Critique «The Battleship Island» de Ryoo Seung-wan : une leçon de cinéma et d’histoire

Critique «The Battleship Island» de Ryoo Seung-wan : une leçon de cinéma et d’histoire

Critique «The Battleship Island» de Ryoo Seung-wan : une leçon de cinéma et d’histoire

Réalisation

Casting

Bande original

Summary:
En pleine Seconde Guerre Mondiale, l'île minière d'Hashima participe grandement à l'effort de guerre japonais. C'est ici que seront amenés à se rencontrer plusieurs prisonniers coréens qui ensemble mettront en place un plan d'évasion de cette île.

90%

A couper le souffle

Le thème de la Seconde Guerre Mondiale a souvent été abordé au cinéma. A l’exception de rares films comme Lettre d’Iwo Jima, on a l’habitude d’en voir un aspect très occidental. C’est alors qu’il y a quelques mois, une perle venue de l’autre bout du monde, nous apporte un tout nouveau point de vue. Présenté pour la première fois en France au Festival du Film Coréen à Paris, petit point sur The Battleship Island.

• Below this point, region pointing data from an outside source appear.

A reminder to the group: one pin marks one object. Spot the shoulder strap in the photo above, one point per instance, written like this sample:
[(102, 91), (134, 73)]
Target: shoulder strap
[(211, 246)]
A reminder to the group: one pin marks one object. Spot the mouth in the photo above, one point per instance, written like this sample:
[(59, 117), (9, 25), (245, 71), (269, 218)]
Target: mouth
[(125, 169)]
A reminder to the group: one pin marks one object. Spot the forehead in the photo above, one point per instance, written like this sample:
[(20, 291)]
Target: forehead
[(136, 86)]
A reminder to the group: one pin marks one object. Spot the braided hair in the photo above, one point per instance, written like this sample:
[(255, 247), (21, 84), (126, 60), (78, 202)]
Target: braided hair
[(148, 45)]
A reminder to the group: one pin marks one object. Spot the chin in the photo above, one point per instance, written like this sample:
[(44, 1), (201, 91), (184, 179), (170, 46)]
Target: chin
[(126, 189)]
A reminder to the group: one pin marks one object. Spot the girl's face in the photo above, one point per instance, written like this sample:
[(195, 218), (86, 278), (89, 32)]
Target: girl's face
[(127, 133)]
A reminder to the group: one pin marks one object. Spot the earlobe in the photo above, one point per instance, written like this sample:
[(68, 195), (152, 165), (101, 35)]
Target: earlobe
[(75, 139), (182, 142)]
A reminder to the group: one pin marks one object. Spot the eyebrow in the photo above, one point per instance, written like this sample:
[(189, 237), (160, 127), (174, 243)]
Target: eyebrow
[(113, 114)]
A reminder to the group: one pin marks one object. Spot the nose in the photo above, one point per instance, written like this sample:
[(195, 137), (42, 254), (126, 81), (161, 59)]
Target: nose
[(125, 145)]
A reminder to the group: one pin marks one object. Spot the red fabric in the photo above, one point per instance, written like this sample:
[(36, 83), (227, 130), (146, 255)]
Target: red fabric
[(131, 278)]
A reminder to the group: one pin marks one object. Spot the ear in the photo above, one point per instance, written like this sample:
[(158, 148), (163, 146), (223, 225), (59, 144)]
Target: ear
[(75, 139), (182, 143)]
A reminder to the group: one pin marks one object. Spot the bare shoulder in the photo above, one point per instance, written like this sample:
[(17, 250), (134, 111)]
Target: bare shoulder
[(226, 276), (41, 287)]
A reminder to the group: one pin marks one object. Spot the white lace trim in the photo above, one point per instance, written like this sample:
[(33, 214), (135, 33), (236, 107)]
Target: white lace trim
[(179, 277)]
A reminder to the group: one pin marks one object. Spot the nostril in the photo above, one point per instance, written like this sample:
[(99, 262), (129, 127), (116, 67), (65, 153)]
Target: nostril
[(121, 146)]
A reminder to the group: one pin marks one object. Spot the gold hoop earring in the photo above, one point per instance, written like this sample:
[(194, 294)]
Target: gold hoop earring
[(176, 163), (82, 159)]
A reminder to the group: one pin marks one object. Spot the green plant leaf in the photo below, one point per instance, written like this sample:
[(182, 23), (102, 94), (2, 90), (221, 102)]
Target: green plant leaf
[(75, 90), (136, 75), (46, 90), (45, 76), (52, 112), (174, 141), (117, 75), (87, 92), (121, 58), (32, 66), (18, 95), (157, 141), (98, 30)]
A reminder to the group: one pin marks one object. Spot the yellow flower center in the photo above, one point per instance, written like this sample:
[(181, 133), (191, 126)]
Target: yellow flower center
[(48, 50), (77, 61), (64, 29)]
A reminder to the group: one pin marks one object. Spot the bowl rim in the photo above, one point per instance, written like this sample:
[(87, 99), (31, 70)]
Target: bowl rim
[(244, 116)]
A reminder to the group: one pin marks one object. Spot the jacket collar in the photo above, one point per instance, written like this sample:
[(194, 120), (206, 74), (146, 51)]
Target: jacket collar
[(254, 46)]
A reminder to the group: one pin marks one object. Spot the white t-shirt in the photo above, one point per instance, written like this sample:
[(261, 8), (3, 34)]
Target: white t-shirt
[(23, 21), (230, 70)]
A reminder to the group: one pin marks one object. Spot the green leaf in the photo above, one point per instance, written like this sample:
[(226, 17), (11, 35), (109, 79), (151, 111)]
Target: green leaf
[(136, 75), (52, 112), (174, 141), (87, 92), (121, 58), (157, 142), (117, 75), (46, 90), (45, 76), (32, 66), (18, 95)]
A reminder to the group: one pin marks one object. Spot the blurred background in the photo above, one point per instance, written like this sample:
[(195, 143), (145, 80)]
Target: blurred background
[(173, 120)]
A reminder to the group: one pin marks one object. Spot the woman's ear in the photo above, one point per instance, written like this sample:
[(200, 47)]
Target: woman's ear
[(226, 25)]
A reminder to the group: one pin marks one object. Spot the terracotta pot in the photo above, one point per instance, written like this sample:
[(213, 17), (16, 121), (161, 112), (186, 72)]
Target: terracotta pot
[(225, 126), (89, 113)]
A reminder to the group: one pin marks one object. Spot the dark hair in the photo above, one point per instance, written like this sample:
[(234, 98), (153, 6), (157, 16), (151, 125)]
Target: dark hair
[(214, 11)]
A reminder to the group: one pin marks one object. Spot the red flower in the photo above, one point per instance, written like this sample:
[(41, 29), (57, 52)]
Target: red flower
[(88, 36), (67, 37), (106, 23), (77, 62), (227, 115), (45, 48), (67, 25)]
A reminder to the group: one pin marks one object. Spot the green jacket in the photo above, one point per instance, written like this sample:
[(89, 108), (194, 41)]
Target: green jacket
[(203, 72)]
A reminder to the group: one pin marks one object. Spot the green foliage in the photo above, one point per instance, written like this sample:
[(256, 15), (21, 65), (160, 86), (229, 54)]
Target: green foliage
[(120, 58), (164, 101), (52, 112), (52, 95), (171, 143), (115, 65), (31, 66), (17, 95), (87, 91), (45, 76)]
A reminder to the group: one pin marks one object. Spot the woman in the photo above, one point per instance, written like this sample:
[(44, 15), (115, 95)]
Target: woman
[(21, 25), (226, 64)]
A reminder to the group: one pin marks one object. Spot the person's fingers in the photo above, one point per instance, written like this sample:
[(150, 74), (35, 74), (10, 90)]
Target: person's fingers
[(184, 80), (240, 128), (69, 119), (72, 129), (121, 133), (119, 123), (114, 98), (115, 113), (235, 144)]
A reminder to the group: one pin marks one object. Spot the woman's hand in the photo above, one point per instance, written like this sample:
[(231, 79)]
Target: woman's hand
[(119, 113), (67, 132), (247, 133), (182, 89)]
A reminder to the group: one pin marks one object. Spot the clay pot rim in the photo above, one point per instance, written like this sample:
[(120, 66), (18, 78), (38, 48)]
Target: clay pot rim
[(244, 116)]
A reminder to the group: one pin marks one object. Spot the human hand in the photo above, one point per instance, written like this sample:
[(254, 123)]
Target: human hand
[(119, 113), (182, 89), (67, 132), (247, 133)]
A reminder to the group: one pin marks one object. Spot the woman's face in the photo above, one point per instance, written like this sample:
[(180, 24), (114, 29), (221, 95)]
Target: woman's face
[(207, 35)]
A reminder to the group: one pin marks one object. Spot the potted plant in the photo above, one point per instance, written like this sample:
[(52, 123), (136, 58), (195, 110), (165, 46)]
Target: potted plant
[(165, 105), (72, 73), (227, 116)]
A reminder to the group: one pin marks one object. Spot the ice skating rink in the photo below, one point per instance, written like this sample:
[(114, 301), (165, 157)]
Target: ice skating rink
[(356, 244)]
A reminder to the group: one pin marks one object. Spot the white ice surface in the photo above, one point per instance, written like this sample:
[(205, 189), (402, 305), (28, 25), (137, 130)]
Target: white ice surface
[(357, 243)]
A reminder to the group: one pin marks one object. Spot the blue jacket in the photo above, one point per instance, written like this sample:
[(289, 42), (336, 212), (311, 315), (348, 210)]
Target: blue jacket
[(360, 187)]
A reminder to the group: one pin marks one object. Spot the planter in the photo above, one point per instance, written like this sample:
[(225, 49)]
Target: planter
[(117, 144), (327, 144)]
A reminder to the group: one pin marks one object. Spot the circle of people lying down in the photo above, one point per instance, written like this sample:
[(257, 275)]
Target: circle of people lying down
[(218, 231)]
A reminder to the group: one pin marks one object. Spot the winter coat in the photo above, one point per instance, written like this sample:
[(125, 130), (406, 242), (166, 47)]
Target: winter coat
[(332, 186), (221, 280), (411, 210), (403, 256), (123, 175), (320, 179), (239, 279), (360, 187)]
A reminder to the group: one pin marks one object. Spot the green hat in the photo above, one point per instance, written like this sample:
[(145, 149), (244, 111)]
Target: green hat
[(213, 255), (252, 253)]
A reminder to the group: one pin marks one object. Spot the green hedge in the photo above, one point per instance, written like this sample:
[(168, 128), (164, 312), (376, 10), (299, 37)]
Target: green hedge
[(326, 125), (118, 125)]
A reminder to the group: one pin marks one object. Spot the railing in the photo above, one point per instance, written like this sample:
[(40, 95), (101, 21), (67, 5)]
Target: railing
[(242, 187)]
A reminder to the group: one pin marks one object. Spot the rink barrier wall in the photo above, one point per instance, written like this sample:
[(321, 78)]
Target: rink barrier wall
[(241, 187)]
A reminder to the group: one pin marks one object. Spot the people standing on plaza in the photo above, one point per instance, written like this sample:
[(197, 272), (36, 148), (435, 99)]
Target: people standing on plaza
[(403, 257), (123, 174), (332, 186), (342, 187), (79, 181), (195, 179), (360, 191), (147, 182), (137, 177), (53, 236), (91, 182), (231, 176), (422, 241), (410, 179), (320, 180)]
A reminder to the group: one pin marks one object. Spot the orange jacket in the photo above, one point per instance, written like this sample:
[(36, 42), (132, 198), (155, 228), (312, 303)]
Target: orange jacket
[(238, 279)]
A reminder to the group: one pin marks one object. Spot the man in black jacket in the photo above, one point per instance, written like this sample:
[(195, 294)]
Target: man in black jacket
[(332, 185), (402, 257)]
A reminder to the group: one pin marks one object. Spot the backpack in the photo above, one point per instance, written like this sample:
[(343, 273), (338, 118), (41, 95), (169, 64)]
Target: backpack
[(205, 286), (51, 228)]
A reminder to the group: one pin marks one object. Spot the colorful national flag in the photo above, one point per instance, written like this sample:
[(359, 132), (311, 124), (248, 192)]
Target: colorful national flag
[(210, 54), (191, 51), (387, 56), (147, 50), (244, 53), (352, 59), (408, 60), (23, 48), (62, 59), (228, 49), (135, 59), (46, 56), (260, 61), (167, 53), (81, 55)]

Destins liés sur une île infernale

On pourrait considérer ce film comme un parfait mélange du récent Dunkerque et de La Vie est Belle. D’un coté, la multiplication de personnages et de destins différents mais liés, le tout au coeur de la Seconde Guerre Mondiale. D’un autre côté, la relation forte d’un père et sa très jeune fille sur cette île infernale. Le père faisant tout pour protéger l’innocence de sa fille, ces derniers ajoutent un aspect plus léger au film. En effet, entre un ancien yakuza coréen, un soldat infiltré ou encore une fille de réconfort, la présence de ce duo apporte la touche de joie nous empêchant de fondre en larmes tout au long du film. Tous ces personnages permettent à la fois de garder un rythme intense sans phase de transition trop longue mais également de laisser chaque spectateur trouver celui auquel il s’identifiera et s’attachera le plus. 

Réalisation, musique et jeu d’acteur : une adéquation idéale

The Battleship Island s’ouvre sur une scène en noir et blanc où l’on voit un ascenseur rempli de prisonniers coréens envoyés dans la mine. On comprend dès cet instant que la réalisation est parfaitement au service du propos difficile de ce film. En alternant entre scènes de tortures ou de bombardements et scènes conviviales et musicales, on a l’impression que le réalisateur joue avec nos émotions, qu’il ne nous laisse pas tranquille un instant pour nous garder constamment au coeur de l’action. Le tout est soutenu par un travail sonore qui sait très bien s’adapter à chaque situation, nous donnant envie de danser quand ils dansent de fuir quand ils fuient et de nous battre aux cotés des protagonistes. 

Bien évidemment, cet ensemble ne serait pas si bon sans un casting excellent. Avec Hwang Jeong-min dans le rôle du père et musicien attachant et parfois très drôle, avec lequel le réalisateur avait déjà collaboré sur son film Vétéran en 2015. Les excellents So Ji-sub et Song Joong-ki jouant tout deux leur rôle de leader à la perfection, chacun dans un style qui leur est propre. Mais par dessus tout, la prestation impressionnante de la très jeune Kim Su-an dans son rôle de petite fille qui se retrouve dans un monde qu’elle ne connait et ne comprend pas.

Impossible donc de rester indifférent face à The Battleship Island. Un film qui vous laissera avec une envie de sourire, de pleurer et de le revoir à la fois, ne ratez pas ça.